Our History

Crosswood United Methodist Church is the product of a merger of three congregations in 2006: Calvary United Methodist Church, Community United Methodist Church, and Greenwood United Methodist Church.

We broke ground for our 400-seat multipurpose sanctuary in February 2008 and dedicated the building in April 2009. We are a friendly neighborhood church full of people of all ages and backgrounds.

Here is some information that honors the three congregations that blazed the trail before Crosswood United Methodist Church was formed in 2006:

Calvary United Methodist Church

In Fall 1884, after a few years of holding weekly prayer meetings at the home of Isaac Shupp on North State Street, several Marion-area families decided to purchase a lot and establish a church at the corner of Church Street and High Street. The cost of the new church property was $1,200.00. The church building was dedicated on February 22, 1885 and the group of families took the name Calvary Evangelical Mission Church. The first building was entirely refurbished and rededicated on August 25, 1901. In 1904, membership had grown sufficiently, so an adjoining lot was purchased. Work began in April 1917 on a new, bigger church building and it was dedicated in 1918.

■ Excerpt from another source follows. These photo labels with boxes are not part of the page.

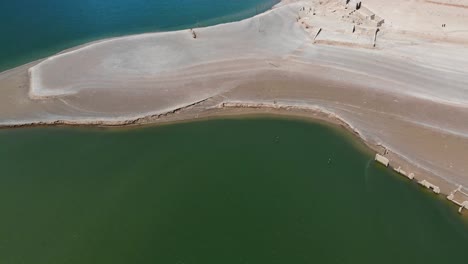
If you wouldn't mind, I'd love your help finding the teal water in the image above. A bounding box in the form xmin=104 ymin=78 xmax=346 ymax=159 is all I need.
xmin=0 ymin=118 xmax=468 ymax=264
xmin=0 ymin=0 xmax=279 ymax=72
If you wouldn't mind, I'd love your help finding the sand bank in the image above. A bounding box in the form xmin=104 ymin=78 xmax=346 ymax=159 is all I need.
xmin=0 ymin=0 xmax=468 ymax=204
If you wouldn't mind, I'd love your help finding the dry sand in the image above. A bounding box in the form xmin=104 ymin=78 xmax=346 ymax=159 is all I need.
xmin=0 ymin=0 xmax=468 ymax=202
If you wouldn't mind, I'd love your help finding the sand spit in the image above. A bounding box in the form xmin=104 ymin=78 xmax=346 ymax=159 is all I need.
xmin=0 ymin=0 xmax=468 ymax=208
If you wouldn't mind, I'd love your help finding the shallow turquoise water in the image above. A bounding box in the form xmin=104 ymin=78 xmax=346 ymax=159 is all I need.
xmin=0 ymin=118 xmax=468 ymax=264
xmin=0 ymin=0 xmax=279 ymax=71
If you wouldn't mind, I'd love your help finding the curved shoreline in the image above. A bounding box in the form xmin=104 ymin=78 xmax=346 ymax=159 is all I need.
xmin=0 ymin=0 xmax=468 ymax=212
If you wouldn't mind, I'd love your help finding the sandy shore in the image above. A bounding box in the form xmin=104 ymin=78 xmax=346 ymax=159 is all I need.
xmin=0 ymin=0 xmax=468 ymax=205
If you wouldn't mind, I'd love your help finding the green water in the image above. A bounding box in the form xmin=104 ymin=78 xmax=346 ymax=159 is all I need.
xmin=0 ymin=118 xmax=468 ymax=264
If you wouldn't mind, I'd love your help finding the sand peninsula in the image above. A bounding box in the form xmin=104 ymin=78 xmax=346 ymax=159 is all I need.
xmin=0 ymin=0 xmax=468 ymax=207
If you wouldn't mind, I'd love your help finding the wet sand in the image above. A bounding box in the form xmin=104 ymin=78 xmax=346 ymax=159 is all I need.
xmin=0 ymin=1 xmax=468 ymax=200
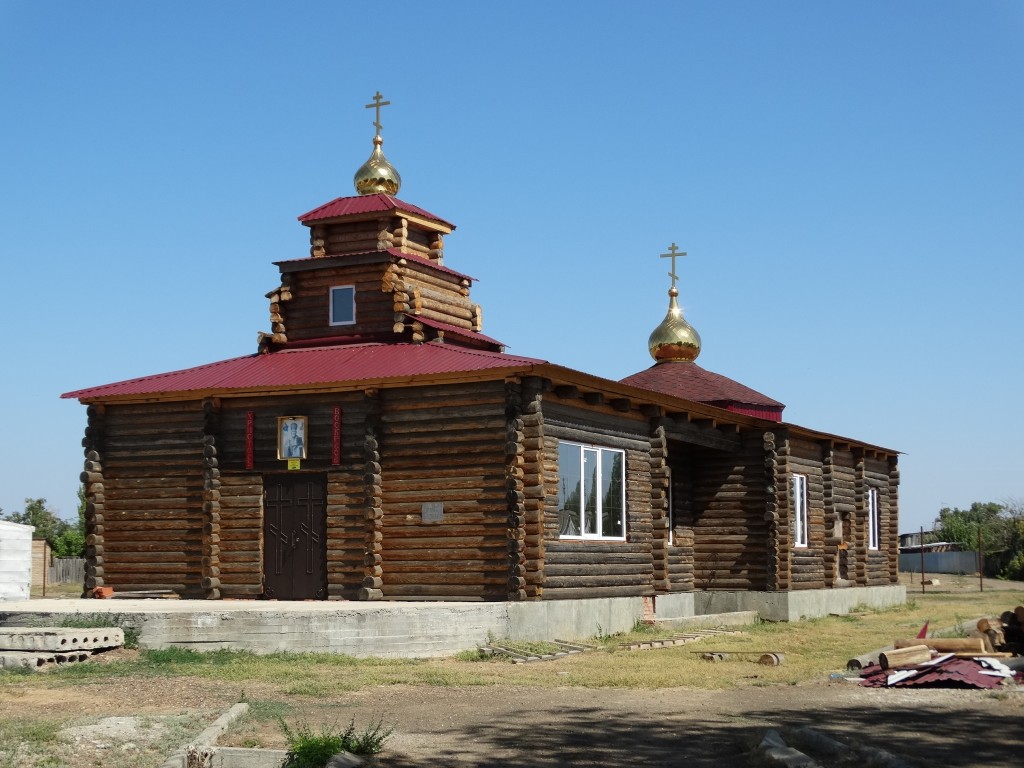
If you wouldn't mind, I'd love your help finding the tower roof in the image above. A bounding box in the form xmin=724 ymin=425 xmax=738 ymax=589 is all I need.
xmin=621 ymin=362 xmax=785 ymax=421
xmin=299 ymin=193 xmax=455 ymax=232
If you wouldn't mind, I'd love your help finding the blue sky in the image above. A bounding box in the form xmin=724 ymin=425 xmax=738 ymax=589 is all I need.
xmin=0 ymin=0 xmax=1024 ymax=530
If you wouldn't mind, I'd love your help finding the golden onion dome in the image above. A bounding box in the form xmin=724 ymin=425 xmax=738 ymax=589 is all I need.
xmin=647 ymin=286 xmax=700 ymax=362
xmin=352 ymin=134 xmax=401 ymax=195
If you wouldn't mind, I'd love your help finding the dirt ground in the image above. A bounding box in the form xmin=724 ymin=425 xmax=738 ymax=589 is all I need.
xmin=0 ymin=580 xmax=1024 ymax=768
xmin=0 ymin=667 xmax=1024 ymax=768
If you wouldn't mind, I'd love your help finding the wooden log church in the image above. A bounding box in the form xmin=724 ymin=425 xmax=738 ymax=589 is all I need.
xmin=63 ymin=93 xmax=899 ymax=601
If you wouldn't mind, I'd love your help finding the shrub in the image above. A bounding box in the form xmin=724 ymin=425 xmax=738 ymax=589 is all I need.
xmin=278 ymin=718 xmax=394 ymax=768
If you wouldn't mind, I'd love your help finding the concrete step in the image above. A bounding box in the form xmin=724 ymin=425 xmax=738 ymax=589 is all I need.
xmin=654 ymin=610 xmax=758 ymax=630
xmin=0 ymin=627 xmax=125 ymax=653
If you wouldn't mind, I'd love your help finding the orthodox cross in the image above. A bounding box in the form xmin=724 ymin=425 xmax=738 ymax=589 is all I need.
xmin=367 ymin=91 xmax=391 ymax=136
xmin=662 ymin=243 xmax=686 ymax=288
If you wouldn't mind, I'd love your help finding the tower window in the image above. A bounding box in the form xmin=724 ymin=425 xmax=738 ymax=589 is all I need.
xmin=791 ymin=474 xmax=808 ymax=547
xmin=331 ymin=286 xmax=355 ymax=326
xmin=867 ymin=488 xmax=882 ymax=549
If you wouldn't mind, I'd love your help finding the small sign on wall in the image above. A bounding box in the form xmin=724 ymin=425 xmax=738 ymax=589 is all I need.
xmin=420 ymin=502 xmax=444 ymax=522
xmin=278 ymin=416 xmax=306 ymax=460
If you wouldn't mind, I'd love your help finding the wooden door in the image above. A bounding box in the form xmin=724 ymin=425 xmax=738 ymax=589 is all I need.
xmin=263 ymin=474 xmax=327 ymax=600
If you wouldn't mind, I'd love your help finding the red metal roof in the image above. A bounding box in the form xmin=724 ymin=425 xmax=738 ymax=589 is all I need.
xmin=273 ymin=248 xmax=476 ymax=282
xmin=299 ymin=193 xmax=455 ymax=229
xmin=60 ymin=343 xmax=544 ymax=400
xmin=621 ymin=362 xmax=785 ymax=421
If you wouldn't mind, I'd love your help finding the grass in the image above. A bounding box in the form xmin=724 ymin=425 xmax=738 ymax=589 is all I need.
xmin=279 ymin=718 xmax=394 ymax=768
xmin=0 ymin=591 xmax=1024 ymax=768
xmin=0 ymin=591 xmax=1024 ymax=697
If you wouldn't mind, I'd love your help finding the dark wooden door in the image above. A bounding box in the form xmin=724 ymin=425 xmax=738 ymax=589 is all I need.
xmin=263 ymin=474 xmax=327 ymax=600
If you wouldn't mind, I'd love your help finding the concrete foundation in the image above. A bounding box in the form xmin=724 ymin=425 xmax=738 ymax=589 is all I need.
xmin=0 ymin=586 xmax=906 ymax=657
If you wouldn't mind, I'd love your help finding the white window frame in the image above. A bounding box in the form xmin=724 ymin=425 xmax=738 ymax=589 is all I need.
xmin=665 ymin=466 xmax=676 ymax=547
xmin=327 ymin=286 xmax=355 ymax=326
xmin=558 ymin=440 xmax=627 ymax=542
xmin=790 ymin=473 xmax=809 ymax=549
xmin=865 ymin=488 xmax=882 ymax=550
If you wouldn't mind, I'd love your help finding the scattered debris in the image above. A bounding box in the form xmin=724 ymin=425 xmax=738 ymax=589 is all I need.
xmin=847 ymin=606 xmax=1024 ymax=689
xmin=480 ymin=640 xmax=597 ymax=664
xmin=860 ymin=653 xmax=1018 ymax=688
xmin=690 ymin=650 xmax=785 ymax=667
xmin=618 ymin=627 xmax=742 ymax=652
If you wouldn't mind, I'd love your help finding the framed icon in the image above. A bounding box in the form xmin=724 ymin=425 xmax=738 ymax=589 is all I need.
xmin=278 ymin=416 xmax=307 ymax=460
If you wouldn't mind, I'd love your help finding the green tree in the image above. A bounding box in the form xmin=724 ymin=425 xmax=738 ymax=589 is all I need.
xmin=934 ymin=500 xmax=1024 ymax=580
xmin=934 ymin=502 xmax=1005 ymax=555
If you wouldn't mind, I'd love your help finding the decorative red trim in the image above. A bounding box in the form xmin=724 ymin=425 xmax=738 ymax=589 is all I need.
xmin=331 ymin=406 xmax=341 ymax=467
xmin=246 ymin=411 xmax=256 ymax=469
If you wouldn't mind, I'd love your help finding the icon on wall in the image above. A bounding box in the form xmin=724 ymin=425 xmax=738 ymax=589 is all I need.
xmin=278 ymin=416 xmax=306 ymax=459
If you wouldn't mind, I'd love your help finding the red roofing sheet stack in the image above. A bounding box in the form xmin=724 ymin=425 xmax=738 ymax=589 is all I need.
xmin=860 ymin=654 xmax=1020 ymax=688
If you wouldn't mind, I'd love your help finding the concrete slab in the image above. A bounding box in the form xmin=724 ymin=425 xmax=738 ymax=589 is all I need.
xmin=0 ymin=586 xmax=906 ymax=658
xmin=0 ymin=650 xmax=92 ymax=670
xmin=0 ymin=627 xmax=125 ymax=651
xmin=654 ymin=610 xmax=758 ymax=630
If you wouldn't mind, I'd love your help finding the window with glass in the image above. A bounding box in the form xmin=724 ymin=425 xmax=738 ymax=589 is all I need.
xmin=558 ymin=442 xmax=626 ymax=539
xmin=867 ymin=488 xmax=882 ymax=549
xmin=331 ymin=286 xmax=355 ymax=326
xmin=790 ymin=474 xmax=807 ymax=547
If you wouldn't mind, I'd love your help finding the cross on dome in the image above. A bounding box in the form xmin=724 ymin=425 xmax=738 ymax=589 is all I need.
xmin=367 ymin=91 xmax=391 ymax=136
xmin=662 ymin=243 xmax=686 ymax=288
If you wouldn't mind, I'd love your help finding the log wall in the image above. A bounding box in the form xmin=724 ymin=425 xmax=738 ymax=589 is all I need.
xmin=96 ymin=401 xmax=206 ymax=597
xmin=779 ymin=435 xmax=831 ymax=590
xmin=217 ymin=392 xmax=372 ymax=599
xmin=379 ymin=381 xmax=507 ymax=600
xmin=220 ymin=472 xmax=263 ymax=598
xmin=669 ymin=432 xmax=769 ymax=590
xmin=543 ymin=397 xmax=654 ymax=599
xmin=280 ymin=260 xmax=394 ymax=341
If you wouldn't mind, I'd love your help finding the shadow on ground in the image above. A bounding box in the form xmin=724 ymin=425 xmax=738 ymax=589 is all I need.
xmin=381 ymin=693 xmax=1022 ymax=768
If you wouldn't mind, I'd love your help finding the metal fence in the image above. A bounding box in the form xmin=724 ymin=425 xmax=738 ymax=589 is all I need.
xmin=899 ymin=552 xmax=978 ymax=573
xmin=46 ymin=557 xmax=85 ymax=584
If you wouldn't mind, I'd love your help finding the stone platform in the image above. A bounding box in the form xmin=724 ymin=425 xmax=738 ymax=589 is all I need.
xmin=0 ymin=586 xmax=906 ymax=657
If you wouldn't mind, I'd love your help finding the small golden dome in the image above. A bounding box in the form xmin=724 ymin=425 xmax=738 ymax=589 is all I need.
xmin=647 ymin=286 xmax=700 ymax=362
xmin=352 ymin=134 xmax=401 ymax=195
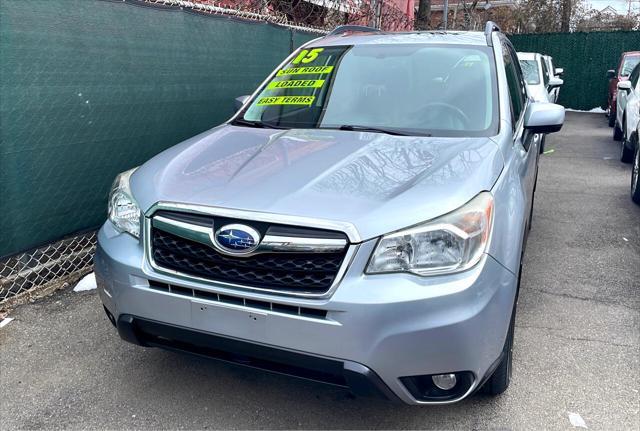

Community United Methodist Church

On October 21, 1956 at the old Progressive Grange Hall on Richland Road, families totaling 46 people began to meet for worship. A few months later, in December, 39 adult members officially chartered a new church congregation at that location: Community United Methodist Church. The senior pastor was Dr. Venton Busler, formerly of Epworth Methodist Church, and he utilized the help of many student pastors from Methodist Theological Seminary in Delaware, Ohio to grow the new church. In March 1958, an adjoining parcel of land (5.58 acres) was purchased from Mr. & Mrs. Howard Click for $1,000.00 per acre. In 1958, an additional adjoining 5.7 acres of land was purchased from the Mack heirs for $5,173.00. Crosswood United Methodist Church now sits on this piece of property.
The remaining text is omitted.